Question: Number of integral values of \[k\] for which exactly one root of the equation \[5{x^2} + \left( {k +...

Question

Number of integral values of $k$ for which exactly one root of the equation $5{x^2} + \left( {k + 1} \right)x + k = 0$ lies in the interval $\left( {1,3} \right)$ is
A. $5$
B. $6$
C. $7$
D. $8$

Answer 1

Solution

Here, we will first find the equation in which the value of the function is less than 0 at point 1 and 3 of the interval given. Then we will solve the obtained equation to get the intervals. Finally, we will write all the values coming in between both the intervals and count them to get our desired answer.

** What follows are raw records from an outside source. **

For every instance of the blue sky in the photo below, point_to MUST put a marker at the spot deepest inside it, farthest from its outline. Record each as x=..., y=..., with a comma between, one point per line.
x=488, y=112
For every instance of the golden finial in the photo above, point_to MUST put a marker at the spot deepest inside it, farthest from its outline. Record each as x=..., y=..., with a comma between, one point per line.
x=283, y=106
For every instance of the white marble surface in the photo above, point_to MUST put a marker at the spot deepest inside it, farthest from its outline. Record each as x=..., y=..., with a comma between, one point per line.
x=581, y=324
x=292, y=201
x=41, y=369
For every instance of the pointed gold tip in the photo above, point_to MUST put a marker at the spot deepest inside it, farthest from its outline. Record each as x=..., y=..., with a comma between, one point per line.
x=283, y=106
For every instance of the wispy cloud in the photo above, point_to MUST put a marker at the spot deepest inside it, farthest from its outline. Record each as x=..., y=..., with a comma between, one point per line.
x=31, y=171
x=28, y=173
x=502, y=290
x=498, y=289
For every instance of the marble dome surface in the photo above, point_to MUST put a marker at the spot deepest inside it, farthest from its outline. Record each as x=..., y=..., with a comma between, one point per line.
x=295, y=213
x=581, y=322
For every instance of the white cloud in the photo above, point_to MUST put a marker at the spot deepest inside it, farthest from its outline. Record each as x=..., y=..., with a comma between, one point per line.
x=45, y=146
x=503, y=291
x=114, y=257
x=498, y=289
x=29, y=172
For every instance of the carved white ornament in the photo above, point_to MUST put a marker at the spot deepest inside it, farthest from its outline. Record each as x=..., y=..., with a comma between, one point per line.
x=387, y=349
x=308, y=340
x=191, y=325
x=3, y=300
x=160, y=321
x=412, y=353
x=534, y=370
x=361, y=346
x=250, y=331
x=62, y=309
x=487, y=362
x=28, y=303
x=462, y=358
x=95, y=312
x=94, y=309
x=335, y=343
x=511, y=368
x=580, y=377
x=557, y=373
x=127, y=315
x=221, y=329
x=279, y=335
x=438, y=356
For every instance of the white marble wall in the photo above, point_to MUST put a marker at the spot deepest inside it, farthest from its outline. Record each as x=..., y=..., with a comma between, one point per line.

Complete step by step solution:
We have to find the value of $k$ in equation
$5{x^2} + \left( {k + 1} \right)x + k = 0$ ……. $\left( 1 \right)$
This lies in the interval $\left( {1,3} \right)$ .
So, first of all we will let the equation as $f\left( x \right)$ .
$f\left( x \right) = 5{x^2} + \left( {k + 1} \right)x + k$
As the interval given is open so,
$f\left( 1 \right) < 0$ …. $\left( 2 \right)$
Substituting $x = 1$ in equation $\left( 1 \right)$ , we get
$f\left( 1 \right) = 5 \times {1^2} + \left( {k + 1} \right) \times 1 + k$
Multiplying the terms, we get
$\Rightarrow f\left( 1 \right) = 5 + k + 1 + k$
Adding the like term, we get
$\Rightarrow f\left( 1 \right) = 6 + 2k$
Substituting above value in equation $\left( 2 \right)$ , we get
$\begin{array}{l}6 + 2k < 0\\\ \Rightarrow 2k < \- 6\end{array}$
Dividing both side by 2, we get
$\therefore k<-3$ ….. $\left( 3 \right)$
Also,
$f\left( 3 \right) > 0$ …. $\left( 4 \right)$
Now, substituting $x = 3$ in equation $\left( 1 \right)$ , we get
$f\left( 3 \right) = 5 \times {3^2} + \left( {k + 1} \right) \times 3 + k$
Simplifying the equation, we get
$\Rightarrow f\left( 3 \right) = 45 + 3k + 3 + k$
Adding the like terms, we get
$\Rightarrow f\left( 3 \right) = 48 + 4k$
Substituting above value in equation $\left( 4 \right)$ , we get
$\begin{array}{l}48 + 4k > 0\\\ \Rightarrow 4k > - 48\end{array}$
Dividing both side by 4, we get
$\therefore k>-12$ …… $\left( 5 \right)$
Now from equation $\left( 3 \right)$ and $\left( 5 \right)$ , we get
$- 12 < k < \- 3$
So the value of $k = - 11, - 10, - 9, - 8, - 7, - 6, - 5, - 4$
So, we get that for 8 integral values the given equation has only one root.

Hence, the option (D) is correct.

Note:
Inequality is used to show the non-equal comparison between two mathematical expressions. Mostly it is used to compare two numbers on a number line by their sizes. An algebraic inequality such as $y > 6$ can be read as “ $y$ is greater than 6” in this case $y$ can have many infinite values and its upper case is not given. An integral value is either a numerical value or a function for some interval. It can be two or three dimensional.